Wednesday, 5 February 2014


If there's one thing that really bugs me, it's the use of new words to describe things have adequately been described otherwise for years. I'm not talking about Fracking here, as the use of that appears to be just because someone has decided that fracturing has too many syllables for us plebs. No, re-boot is today's moan.

If a film was remade, we'd call it a remake. What was wrong with that? Was the term remake not an accurate enough description of a remade film? Was there plenty of confusion abounding that remade might not actually refer to the remaking of a film but something else?

No. Re-boot is all about making the art of remaking something old (possibly because they can't be arsed to either come up with or take a financial gamble on new ideas) appear more sexy or 'modern'. It gives the impression of something more than a remake. It's a remake 2.0 as no doubt some twat or other would refer to it.

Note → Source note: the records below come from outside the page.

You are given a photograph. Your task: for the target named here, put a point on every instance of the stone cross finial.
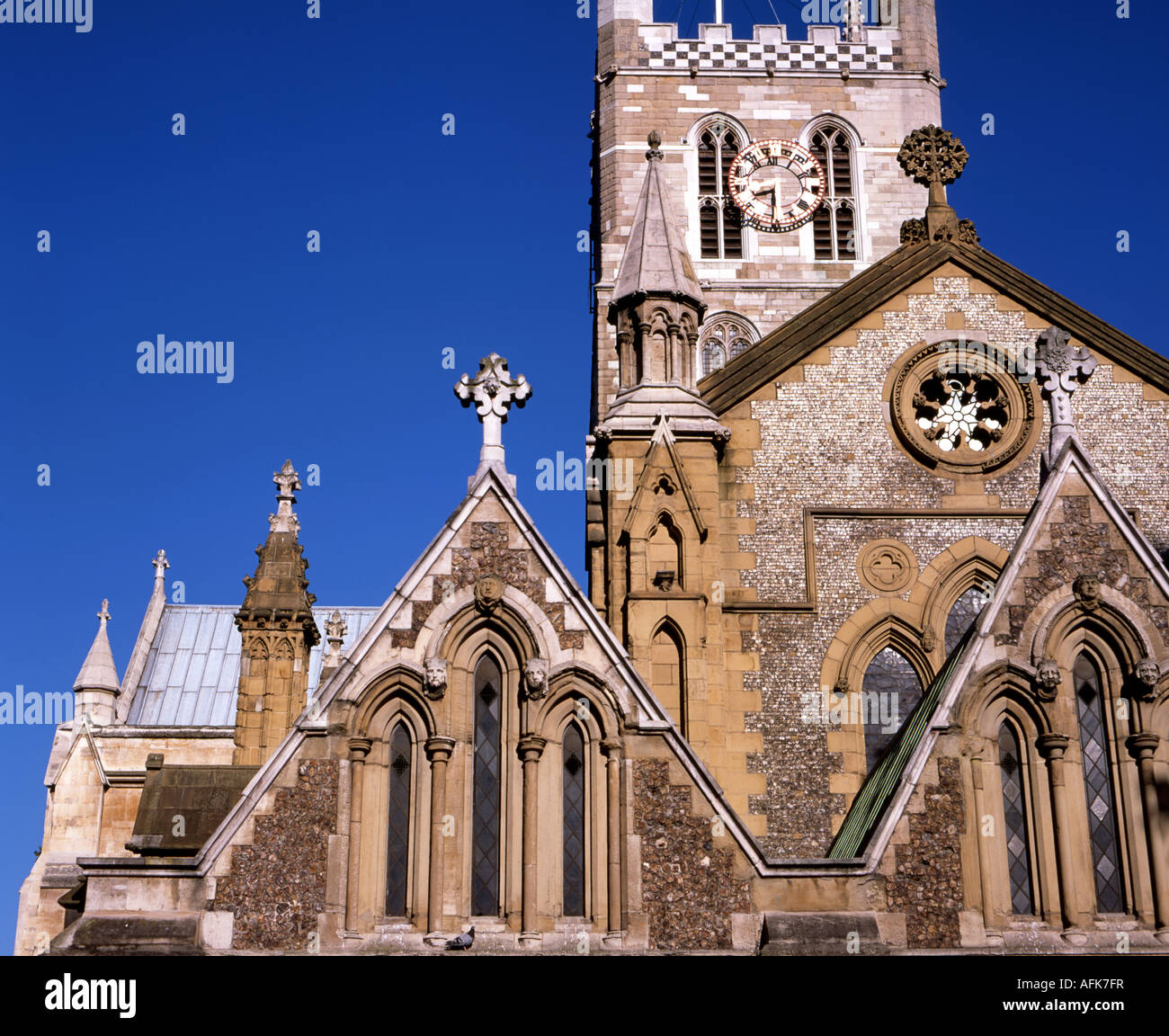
(492, 390)
(160, 565)
(1060, 370)
(288, 482)
(934, 158)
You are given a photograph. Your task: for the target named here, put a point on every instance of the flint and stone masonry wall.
(276, 887)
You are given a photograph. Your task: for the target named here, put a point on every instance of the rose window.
(958, 408)
(958, 412)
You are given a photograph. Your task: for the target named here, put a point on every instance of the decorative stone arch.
(1009, 701)
(519, 620)
(729, 334)
(667, 655)
(887, 622)
(561, 709)
(665, 549)
(392, 704)
(401, 682)
(694, 197)
(829, 123)
(971, 563)
(1113, 645)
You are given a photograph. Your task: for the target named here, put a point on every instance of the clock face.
(778, 185)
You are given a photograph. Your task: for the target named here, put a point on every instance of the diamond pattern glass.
(889, 692)
(1098, 787)
(1018, 856)
(574, 821)
(486, 814)
(398, 844)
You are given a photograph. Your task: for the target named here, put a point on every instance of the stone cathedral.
(873, 655)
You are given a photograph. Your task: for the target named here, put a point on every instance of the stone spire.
(277, 634)
(279, 592)
(935, 158)
(657, 303)
(96, 688)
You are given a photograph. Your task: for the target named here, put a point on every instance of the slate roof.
(192, 671)
(202, 795)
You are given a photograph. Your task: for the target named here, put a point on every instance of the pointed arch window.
(720, 227)
(573, 808)
(1015, 813)
(834, 225)
(962, 614)
(667, 673)
(723, 337)
(398, 822)
(1102, 829)
(889, 692)
(487, 789)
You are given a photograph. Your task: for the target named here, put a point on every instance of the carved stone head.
(1048, 680)
(1148, 673)
(435, 677)
(1087, 591)
(489, 592)
(536, 677)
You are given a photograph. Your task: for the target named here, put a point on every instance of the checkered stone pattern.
(1018, 856)
(758, 57)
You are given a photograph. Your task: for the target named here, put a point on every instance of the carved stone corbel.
(489, 592)
(1048, 680)
(1087, 591)
(536, 678)
(1145, 678)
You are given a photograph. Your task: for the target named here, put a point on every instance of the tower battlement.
(869, 35)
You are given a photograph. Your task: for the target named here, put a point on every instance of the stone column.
(1052, 747)
(359, 747)
(1142, 747)
(439, 751)
(986, 863)
(530, 748)
(611, 750)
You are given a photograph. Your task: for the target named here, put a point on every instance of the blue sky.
(428, 241)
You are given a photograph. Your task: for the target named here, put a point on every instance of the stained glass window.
(397, 850)
(889, 692)
(574, 821)
(487, 783)
(1102, 829)
(1018, 850)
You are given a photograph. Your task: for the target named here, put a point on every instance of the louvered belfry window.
(487, 783)
(398, 844)
(574, 821)
(1102, 830)
(1015, 835)
(834, 225)
(719, 223)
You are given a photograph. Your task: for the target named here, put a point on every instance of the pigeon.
(463, 942)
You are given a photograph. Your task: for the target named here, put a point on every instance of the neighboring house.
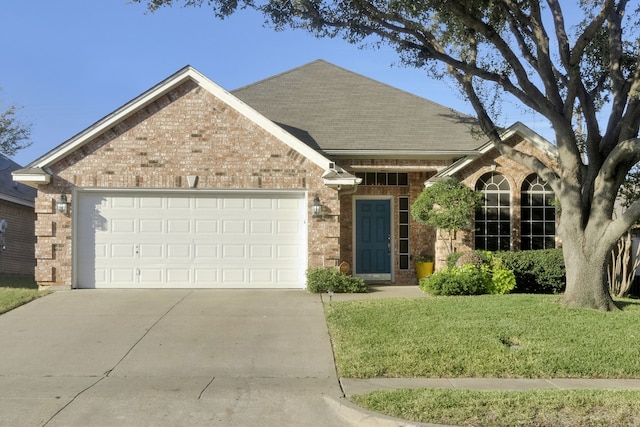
(17, 222)
(189, 185)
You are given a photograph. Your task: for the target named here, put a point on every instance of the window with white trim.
(403, 232)
(538, 215)
(493, 218)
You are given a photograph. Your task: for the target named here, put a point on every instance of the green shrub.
(536, 271)
(463, 280)
(457, 258)
(320, 280)
(503, 280)
(471, 273)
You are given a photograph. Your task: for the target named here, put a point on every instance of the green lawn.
(503, 336)
(549, 408)
(17, 290)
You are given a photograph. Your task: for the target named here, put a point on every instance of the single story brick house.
(17, 222)
(189, 185)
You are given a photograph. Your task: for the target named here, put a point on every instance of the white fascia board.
(17, 201)
(31, 177)
(421, 154)
(187, 73)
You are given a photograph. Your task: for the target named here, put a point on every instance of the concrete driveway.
(167, 358)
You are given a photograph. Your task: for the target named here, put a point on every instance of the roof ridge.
(282, 73)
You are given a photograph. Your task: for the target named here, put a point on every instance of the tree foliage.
(567, 62)
(446, 205)
(14, 135)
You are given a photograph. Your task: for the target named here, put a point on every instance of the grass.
(17, 290)
(575, 408)
(501, 336)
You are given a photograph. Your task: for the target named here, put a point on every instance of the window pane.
(549, 228)
(404, 262)
(538, 221)
(537, 199)
(492, 228)
(505, 228)
(404, 203)
(537, 228)
(504, 244)
(370, 178)
(537, 243)
(492, 244)
(537, 214)
(550, 242)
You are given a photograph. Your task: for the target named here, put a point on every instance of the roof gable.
(187, 73)
(518, 129)
(337, 111)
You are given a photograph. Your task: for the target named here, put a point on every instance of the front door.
(373, 239)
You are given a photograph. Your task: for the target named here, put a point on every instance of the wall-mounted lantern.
(316, 208)
(61, 204)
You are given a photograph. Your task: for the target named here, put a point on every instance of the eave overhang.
(400, 154)
(31, 176)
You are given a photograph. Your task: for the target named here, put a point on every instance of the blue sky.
(68, 63)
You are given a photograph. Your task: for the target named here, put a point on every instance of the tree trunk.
(587, 284)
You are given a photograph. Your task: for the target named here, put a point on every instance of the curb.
(357, 416)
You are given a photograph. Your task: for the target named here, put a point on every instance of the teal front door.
(373, 239)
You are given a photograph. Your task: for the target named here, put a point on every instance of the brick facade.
(192, 131)
(186, 132)
(18, 257)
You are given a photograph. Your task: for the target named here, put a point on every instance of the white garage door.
(188, 240)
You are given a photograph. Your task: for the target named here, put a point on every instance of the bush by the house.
(466, 279)
(320, 280)
(473, 273)
(471, 257)
(536, 271)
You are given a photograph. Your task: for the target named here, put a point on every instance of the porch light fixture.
(316, 208)
(61, 204)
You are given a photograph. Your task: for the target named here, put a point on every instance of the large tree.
(582, 76)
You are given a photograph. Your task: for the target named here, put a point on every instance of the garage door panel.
(122, 275)
(203, 226)
(122, 251)
(123, 226)
(212, 240)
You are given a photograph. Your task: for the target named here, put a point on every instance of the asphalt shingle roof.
(330, 108)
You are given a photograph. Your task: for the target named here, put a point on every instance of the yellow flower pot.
(424, 269)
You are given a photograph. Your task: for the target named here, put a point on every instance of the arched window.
(493, 218)
(538, 226)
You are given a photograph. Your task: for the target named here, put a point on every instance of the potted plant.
(424, 265)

The phrase reboot, as we all know, comes from computing. When the sodding thing crashes, which lets face it they all do, you turn the bleeder off and back on again. It then restarts. So to me, a rebooted film would be one where you start from the beginning, same actors, same set, same script and remake the film so it's the same as the original. After all, when you reboot your computer you don't open it up and change all the workings inside, do you?

So as well as annoying, it's, in my opinion, wrong.

What makes this a thousand times worse, for me, is the latest subject of the 'reboot' is Robocop. To me, this was one of the best films of the eighties. A bit of dystopia, a shed load of sarcasm (especially the adverts) and maybe the fear that at some point in our lifetime mechanised cops may actually exist in some form. What was so wrong with it that it needed rebooting?